Some monologues have a phrase of singing embedded; an effective way of demonstrating that you can sing without doing a whole song.

Read the Song monologue. The two lines of embedded singing “tease” the directors; grab their attention; make them want to hear more singing; make them listen and wait to hear more singing.  Embedded singing also injects interesting vocal variety into the monologue and demonstrates  great vocal range and audacity. 

If you don’t know what your character is doing, then what is the reason that you are here?

The successful monologue requires that the actor answer several essential questions:  Who is your character talking to?  Why them?  Why are you telling them this?  What do you expect them to do after hearing you?  Why is it absolutely crucial/urgent for your character to speak these words and execute these movements NOW?  Sound familiar?  Just like in a play!  Many monologues are “stand alone” monologues; they are not from plays.  The actor still needs to answer all essential character questions to find the pattern of dramatic action that reveals the character.  

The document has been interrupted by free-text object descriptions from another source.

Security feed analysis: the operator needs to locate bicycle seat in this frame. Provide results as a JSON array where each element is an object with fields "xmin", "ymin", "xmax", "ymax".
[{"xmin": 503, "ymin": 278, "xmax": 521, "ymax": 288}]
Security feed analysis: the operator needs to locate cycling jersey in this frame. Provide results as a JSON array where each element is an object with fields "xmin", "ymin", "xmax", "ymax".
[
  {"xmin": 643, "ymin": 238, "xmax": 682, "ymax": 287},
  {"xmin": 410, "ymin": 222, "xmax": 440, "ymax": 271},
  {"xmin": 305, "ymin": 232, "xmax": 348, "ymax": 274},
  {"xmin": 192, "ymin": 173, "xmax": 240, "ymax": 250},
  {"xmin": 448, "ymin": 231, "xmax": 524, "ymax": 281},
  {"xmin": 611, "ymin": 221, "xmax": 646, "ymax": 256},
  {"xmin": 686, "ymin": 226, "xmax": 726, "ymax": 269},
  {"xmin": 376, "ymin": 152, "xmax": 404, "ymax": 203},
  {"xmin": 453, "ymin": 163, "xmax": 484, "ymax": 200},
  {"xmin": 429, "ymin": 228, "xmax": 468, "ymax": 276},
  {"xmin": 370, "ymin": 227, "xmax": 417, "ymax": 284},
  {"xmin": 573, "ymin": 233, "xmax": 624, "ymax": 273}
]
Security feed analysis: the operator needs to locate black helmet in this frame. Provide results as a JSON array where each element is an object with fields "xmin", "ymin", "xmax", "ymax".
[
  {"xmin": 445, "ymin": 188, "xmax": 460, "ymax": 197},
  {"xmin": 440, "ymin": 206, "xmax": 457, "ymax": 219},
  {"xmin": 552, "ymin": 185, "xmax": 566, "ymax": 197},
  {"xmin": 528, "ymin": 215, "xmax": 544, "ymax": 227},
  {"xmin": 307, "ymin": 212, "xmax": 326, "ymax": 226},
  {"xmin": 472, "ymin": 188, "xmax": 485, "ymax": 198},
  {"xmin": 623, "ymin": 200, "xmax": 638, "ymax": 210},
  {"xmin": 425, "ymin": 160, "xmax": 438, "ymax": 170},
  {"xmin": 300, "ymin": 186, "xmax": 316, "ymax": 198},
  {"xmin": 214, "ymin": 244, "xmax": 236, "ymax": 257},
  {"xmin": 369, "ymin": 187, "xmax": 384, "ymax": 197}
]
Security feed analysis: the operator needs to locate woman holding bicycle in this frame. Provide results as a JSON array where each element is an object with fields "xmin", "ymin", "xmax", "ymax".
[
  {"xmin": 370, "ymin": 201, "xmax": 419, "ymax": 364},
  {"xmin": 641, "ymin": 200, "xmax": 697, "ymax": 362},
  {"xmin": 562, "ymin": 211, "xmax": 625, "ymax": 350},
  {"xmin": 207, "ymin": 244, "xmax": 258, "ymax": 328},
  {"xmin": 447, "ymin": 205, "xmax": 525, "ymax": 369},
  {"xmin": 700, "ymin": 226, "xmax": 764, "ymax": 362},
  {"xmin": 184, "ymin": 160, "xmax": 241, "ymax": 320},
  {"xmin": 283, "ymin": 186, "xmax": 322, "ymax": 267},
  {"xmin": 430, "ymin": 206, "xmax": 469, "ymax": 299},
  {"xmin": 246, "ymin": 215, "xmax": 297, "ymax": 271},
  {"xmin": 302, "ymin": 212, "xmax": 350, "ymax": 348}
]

Find your weaknesses and practice to improve them; don’t continue to only practice your strengths or what you enjoy. 

Perhaps the worst audition sin is to be uncommitted.

Remember that we watch how you listen to other auditions and to us.  Learn to listen generously.

Avoid gestures that buckle your shoulders.  These gestures introduce tension.

When in doubt in a cold reading, remember to at least show the mad/sad/glad trilogy.